Are you bringing your micro? ,solo?, on foot? -dont know a lot about east coast area ,i would try the 'goon @ that time for reds /trout ,someone on here will help you,,across the state/ Tampa-gulf coast I can point you in the right direction ,november is perfect ,theres always somewhere to go ... pick the dates/tell me what your looking for,,I'll put you on them ,we got some of these in november  ;D-good luck
                                     -anytide


----------



## anytide (Jul 30, 2009)

-or THEEESE !!! ;D
-anytide


----------



## jgstephenson (Nov 14, 2008)

I will be bringing my copperhead skiff and will have a good bit of time for a change.

Would like to stop for a day somewhere in the M.L. area to break up the trip. With this recent front, I am thinking that schooling Reds may be over though?

St. Johns River or Stick Marsh?

I will be down the week of Nov. 9.

Thanks!


----------



## tom_in_orl (Dec 9, 2006)

Do you know what day?


----------



## jgstephenson (Nov 14, 2008)

Leaving Atlanta on Sunday Nov 8 and fishing on the 9th. Then on down to Miami area.


----------



## tom_in_orl (Dec 9, 2006)

Man, If I had Mondays off I would be happy to meet up with you but work is just too busy. Still its a great day to fish the Mosquito Lagoon. I would be happy to mark some spots on a map for you. Just let me know.


----------



## jgstephenson (Nov 14, 2008)

I would appreciate that very much, Tom.

I only get down your way like once a year, so you wouldn't head out and see me sitting on your favorite spot. 

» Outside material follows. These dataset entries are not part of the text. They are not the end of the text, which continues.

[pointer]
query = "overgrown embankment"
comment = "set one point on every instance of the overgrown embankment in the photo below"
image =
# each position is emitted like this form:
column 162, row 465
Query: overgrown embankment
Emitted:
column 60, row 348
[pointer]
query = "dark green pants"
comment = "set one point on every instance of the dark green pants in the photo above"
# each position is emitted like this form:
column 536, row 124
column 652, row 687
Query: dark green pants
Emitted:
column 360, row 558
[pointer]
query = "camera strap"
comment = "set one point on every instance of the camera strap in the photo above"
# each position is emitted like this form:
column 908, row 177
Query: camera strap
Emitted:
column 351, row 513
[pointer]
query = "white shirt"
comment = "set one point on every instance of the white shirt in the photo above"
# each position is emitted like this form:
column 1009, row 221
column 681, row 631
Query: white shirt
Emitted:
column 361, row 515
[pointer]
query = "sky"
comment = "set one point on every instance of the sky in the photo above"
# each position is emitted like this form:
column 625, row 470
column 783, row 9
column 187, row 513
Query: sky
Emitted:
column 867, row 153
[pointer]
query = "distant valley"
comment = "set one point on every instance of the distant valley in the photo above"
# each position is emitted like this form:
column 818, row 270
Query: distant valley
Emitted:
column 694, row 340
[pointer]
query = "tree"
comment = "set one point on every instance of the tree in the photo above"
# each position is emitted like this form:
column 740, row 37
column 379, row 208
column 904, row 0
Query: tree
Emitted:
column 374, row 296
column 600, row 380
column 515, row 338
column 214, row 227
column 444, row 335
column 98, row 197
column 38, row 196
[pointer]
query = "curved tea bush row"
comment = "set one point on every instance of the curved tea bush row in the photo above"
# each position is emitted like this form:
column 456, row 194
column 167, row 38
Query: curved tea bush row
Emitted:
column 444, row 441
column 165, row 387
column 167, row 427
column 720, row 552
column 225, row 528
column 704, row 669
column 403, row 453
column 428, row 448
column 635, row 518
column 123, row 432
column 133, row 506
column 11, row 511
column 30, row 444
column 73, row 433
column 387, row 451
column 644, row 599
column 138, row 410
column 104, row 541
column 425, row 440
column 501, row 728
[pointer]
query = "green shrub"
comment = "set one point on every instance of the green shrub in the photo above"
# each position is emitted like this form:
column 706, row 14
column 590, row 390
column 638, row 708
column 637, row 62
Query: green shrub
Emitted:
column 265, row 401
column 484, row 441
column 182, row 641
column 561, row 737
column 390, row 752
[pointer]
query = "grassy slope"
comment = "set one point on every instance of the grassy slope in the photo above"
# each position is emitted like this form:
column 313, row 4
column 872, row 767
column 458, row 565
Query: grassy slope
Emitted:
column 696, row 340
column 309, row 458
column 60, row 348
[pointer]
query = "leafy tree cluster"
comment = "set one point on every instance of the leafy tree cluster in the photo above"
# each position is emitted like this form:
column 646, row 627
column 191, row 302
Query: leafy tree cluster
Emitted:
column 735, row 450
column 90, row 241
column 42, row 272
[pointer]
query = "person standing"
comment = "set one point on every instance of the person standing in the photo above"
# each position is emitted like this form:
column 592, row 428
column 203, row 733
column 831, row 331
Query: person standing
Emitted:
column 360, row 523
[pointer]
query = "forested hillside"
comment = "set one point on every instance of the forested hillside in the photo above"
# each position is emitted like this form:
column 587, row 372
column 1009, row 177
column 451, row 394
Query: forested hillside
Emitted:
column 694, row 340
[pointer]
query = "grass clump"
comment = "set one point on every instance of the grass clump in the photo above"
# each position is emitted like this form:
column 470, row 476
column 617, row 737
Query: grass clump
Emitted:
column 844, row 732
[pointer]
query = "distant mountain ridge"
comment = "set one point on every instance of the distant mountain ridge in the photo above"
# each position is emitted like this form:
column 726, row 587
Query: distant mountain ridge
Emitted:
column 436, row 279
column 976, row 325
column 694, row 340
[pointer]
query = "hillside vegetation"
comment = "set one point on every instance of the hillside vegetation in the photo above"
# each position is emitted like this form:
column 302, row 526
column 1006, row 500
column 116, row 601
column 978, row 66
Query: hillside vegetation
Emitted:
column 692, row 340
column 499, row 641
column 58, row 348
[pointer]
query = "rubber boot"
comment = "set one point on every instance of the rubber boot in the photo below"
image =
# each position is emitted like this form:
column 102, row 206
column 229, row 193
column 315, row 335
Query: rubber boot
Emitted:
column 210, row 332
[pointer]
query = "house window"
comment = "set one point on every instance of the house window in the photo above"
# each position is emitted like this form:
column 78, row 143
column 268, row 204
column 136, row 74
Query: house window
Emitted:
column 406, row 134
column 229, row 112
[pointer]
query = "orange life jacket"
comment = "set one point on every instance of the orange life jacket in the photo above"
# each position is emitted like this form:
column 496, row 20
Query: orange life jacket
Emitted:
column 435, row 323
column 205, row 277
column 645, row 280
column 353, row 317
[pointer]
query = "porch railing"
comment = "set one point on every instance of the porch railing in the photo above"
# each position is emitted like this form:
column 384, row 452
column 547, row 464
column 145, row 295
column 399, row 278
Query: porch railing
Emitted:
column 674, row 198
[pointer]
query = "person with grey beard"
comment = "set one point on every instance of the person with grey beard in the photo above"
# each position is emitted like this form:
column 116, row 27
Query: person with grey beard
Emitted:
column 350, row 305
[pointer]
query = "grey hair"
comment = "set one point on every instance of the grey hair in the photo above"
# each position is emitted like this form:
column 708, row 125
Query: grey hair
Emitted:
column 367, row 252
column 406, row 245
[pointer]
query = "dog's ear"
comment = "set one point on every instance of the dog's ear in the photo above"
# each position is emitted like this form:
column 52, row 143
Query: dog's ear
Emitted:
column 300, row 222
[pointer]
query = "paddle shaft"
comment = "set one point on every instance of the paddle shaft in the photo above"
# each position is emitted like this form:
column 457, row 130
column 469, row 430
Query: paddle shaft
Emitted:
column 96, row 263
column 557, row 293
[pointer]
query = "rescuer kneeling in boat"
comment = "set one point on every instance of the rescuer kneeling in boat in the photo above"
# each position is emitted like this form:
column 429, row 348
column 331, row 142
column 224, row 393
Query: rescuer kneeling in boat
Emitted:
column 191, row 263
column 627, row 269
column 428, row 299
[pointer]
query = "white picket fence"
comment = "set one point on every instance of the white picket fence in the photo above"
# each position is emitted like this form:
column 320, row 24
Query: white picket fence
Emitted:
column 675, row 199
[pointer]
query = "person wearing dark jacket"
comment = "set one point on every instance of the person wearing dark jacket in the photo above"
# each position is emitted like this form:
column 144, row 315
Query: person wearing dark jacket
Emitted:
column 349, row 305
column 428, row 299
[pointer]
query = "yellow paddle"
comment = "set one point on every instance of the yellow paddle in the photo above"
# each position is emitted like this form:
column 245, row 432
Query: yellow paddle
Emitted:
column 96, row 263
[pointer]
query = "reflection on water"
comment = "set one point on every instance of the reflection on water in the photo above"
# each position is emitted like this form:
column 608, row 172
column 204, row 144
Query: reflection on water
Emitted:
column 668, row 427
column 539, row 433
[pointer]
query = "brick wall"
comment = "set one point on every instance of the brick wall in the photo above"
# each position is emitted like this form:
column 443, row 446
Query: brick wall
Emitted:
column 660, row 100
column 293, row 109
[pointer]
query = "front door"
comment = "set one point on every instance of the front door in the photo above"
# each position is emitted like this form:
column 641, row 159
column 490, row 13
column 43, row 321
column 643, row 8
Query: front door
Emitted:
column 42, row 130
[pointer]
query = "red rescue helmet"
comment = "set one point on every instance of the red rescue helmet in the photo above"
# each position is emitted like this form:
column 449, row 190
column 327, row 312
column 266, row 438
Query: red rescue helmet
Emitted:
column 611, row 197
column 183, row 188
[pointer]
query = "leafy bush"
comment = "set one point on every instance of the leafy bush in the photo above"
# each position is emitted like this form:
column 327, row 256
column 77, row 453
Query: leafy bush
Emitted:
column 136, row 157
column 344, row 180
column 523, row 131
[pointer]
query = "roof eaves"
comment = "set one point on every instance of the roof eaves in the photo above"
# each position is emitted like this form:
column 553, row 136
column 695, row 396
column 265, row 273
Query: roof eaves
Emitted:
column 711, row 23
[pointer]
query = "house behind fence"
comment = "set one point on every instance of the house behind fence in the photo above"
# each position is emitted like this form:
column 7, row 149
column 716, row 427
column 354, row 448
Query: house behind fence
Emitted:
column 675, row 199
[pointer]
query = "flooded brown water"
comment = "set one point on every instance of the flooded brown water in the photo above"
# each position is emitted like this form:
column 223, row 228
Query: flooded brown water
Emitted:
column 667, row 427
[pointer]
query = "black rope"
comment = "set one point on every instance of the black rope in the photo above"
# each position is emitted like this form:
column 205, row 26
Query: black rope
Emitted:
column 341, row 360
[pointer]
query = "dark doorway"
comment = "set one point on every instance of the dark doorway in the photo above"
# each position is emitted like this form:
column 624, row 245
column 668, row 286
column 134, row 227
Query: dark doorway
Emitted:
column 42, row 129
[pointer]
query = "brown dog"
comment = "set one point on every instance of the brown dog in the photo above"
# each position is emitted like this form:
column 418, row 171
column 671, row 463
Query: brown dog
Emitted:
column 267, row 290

I have tried the upper lagoon before with not much sucess. My boat will launch just about anywhere and I have 4 wheel drive.

Thank you!


----------



## anytide (Jul 30, 2009)

If your in the area -north indian river, scottsmoore landing ramp @ huntington ave. in scottsmoore 10 miles n. of titusville,,,, i fish there this time of year ,,lots o reds 
good luck -anytide


----------